剣に願いを、掌に口づけを―最高位の上官による揺るぎない恋着―
「大きな外傷もなく、頭部へのダメージもなさそうだ。嘔吐や吐血の跡も見られない。だが、状況からすると彼女の死は人為的なものだろう。おそらく亡くなって丸一日は経過している」

「話では二日前に友人のところに行くと出かけてから行方不明だったらしい」

 ルディガーの補足にジェイドは軽く頷く。

「辻褄は合うな。もう少し詳しく調べて死因を特定したいところではあるが……彼女、持病は?」

 ジェイドはそばにいる団員に目配せする。すると彼は静かにかぶりを振った。

「報告は受けていません」

「なるほど、な。色々気になる点はあるが、彼女は亡くなってずっとに仰向けにされたのではなく、しばらく違う体勢でいたのかもしれない」 

 形のいい眉をつり上げ気味にジェイドは硬い口調で告げた。すかさずルディガーが問う。

「なぜ?」

「死斑って言ってな。
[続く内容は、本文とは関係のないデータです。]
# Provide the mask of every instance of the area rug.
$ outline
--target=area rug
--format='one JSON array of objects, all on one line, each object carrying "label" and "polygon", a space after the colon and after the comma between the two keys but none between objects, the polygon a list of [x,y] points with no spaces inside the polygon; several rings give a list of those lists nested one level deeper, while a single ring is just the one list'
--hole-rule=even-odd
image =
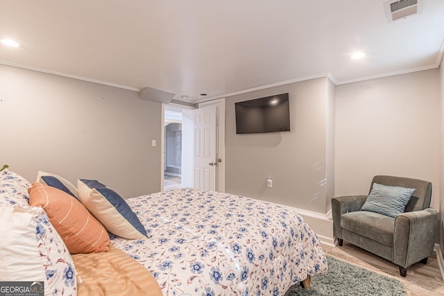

亡くなった後に血液の循環が止まると自然と重力に従って血液が溜まり、痣になって皮膚に現れたりするんだ。例えば仰向けなら背中に、うつ伏せなら腹に。それでおおよその死亡時期を判定したり、亡くなってからの状況を判断するんだが……」

 ジェイドはちらりとディアナの遺体に視線を向ける。

「妙なんだ。項から背にかけて死斑はあったが、どうも薄い。ここでなにかあって倒れたままでいたなら、もっと濃く現れてもよさそうだ。足首も念のため確認してみたが、特段濃いわけでもない」

 そこで先ほどのジェイドの発言の意図が読めた。彼女は亡くなってから、立ったり座った状態で放置されていたのではないらしい。とはいえ同じ体勢でいたわけではないのだとしたら……。

「おそらく彼女は亡くなってここに運ばれてきたんだ。髪を切ったのも。誰かが、なにかの目的で」

 風が木々の葉を揺らし音を立てる。反響し合い不気味な重低音はまるでアスモデウスの笑い声のようだった。